El rey recibe - Eduardo Mendoza

El rey recibe is the first of a trilogy where Mendoza blurs the line between autobiography and real life, playing it for humour. The protagonist is Rufo Batalla, young man starting out on a career in journalism in 1968 who gets his unexpected break covering a royal wedding for a small Catalan newspaper's society column. During the Franco years, the public's interest in royalty remains undiminished, with the coverage of Grace Kelly still memorable for its impact, not least in popular gossip magazines. This royal wedding doesn't seem quite as promising but, inevitably with one of Mendoza's protagonists, complications ensue as he runs into any number of eccentric characters.

Batalla doesn't get too far in his plans and hopes for furthering his career. After an encounter with a young woman the day before, he ends up being late for the wedding at a hotel in Mallorca, and when he does turn up he is bundled off to a room at the hotel by the minders. He might have missed the event, but he gains an exclusive interview with the Prince, ruler in exile from a Baltic state. He is also introduced o the Prince's spiritual advisor and in the process gains an awareness of viewing the world from something of a sideways perspective. He also discovers that the woman he encountered and took back to his room the day before is now married to the Prince.

Batalla's progress in the novel broadly follows the progress of Spain's gradual transformation from a dictatorship to the changing modern world an industry of tourism, which in Mendoza is always a subject for scorn and surrealism. With the relaxation of strict regulation in Spain, Batalla now has a curiosity about how rest of the world operates and a keen interest in Marxism take the narrator behind the Iron Curtain to get a real life view on the worldwide struggle against capitalism and oppression. These are years of profound social change; the Prague Spring, the death of Che Guevara and MLK, Vietnam, 'Sgt. Pepper's Lonely Hearts Club Band' and the student riots in Paris are all referenced.
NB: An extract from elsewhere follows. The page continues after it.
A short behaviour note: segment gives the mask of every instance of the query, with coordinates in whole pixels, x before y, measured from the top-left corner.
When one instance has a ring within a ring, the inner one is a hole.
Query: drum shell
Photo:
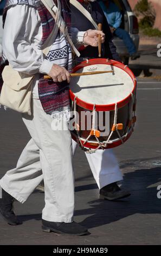
[[[126,105],[124,107],[120,108],[118,109],[117,123],[117,124],[121,123],[123,124],[123,129],[122,130],[119,130],[120,135],[121,137],[126,135],[127,132],[127,130],[128,129],[128,124],[130,120],[131,113],[131,111],[132,111],[133,110],[132,108],[133,108],[133,103],[132,104],[131,101],[128,104]],[[78,105],[76,106],[76,110],[79,117],[81,116],[81,112],[84,112],[85,113],[86,113],[87,112],[89,112],[91,113],[92,113],[92,111],[83,108],[81,107],[80,107]],[[110,131],[110,132],[109,132],[109,133],[105,136],[100,136],[100,137],[99,137],[99,141],[101,142],[102,142],[104,141],[106,141],[108,139],[108,138],[111,132],[112,128],[113,125],[115,111],[110,111],[109,112],[110,112],[109,127],[106,127],[106,128]],[[105,124],[106,112],[105,111],[102,112],[101,115],[99,114],[99,112],[96,112],[96,114],[98,115],[97,116],[98,117],[98,118],[97,120],[97,125],[96,123],[96,127],[97,130],[98,130],[99,131],[101,132],[101,133],[102,133],[104,131],[101,131],[100,130],[99,124],[100,123],[103,124],[103,125],[104,126]],[[93,117],[92,115],[92,115],[91,120],[91,121],[90,123],[92,124]],[[87,116],[86,115],[85,120],[85,119],[81,120],[81,118],[79,118],[79,120],[78,121],[79,127],[80,127],[80,130],[79,131],[79,134],[80,137],[85,139],[89,135],[91,131],[92,128],[92,125],[91,126],[89,125],[89,124],[88,124],[88,130],[87,129]],[[85,122],[85,123],[84,123],[84,122]],[[83,130],[81,130],[81,128],[82,127],[85,127],[85,129]],[[74,130],[72,131],[72,133],[73,133],[73,135],[76,135],[76,131],[75,130]],[[75,136],[74,136],[74,137]],[[111,138],[111,140],[116,139],[118,138],[118,133],[117,131],[115,131],[113,132],[113,133]],[[96,139],[94,136],[91,136],[89,140],[93,141],[94,142],[96,142]]]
In Part 2 of the book, Batalla has gone to see another side of the world in New York, seeking new horizons. He is an intern in the Civil Service Spanish Chamber of Commerce struggling to get by in the big city on low pay. In America during the fall-out from Watergate, Stonewall, 'The Godfather', he gains a different perspective on the social and political changes occurring at this time. He relates and considers the influential or opposing views of friends and others acquaintance's views on the world and, on a personal level, tries also to understand what he wants and expects from his romantic affairs. 

Spain, Barcelona, Franco and family remain a constant in Mendoza's books and they are central to El rey recibe, as does the inescapable realities of figuring out how to deal with the basics of living. El rey recibe comes across as a little more naive than most of Mendoza's books that deal with these subjects - even though that is also part of the author's style - but it's also a little disjointed and lacking in focus or direction. As part of a trilogy however, it remains to see whether this venture extends into something greater.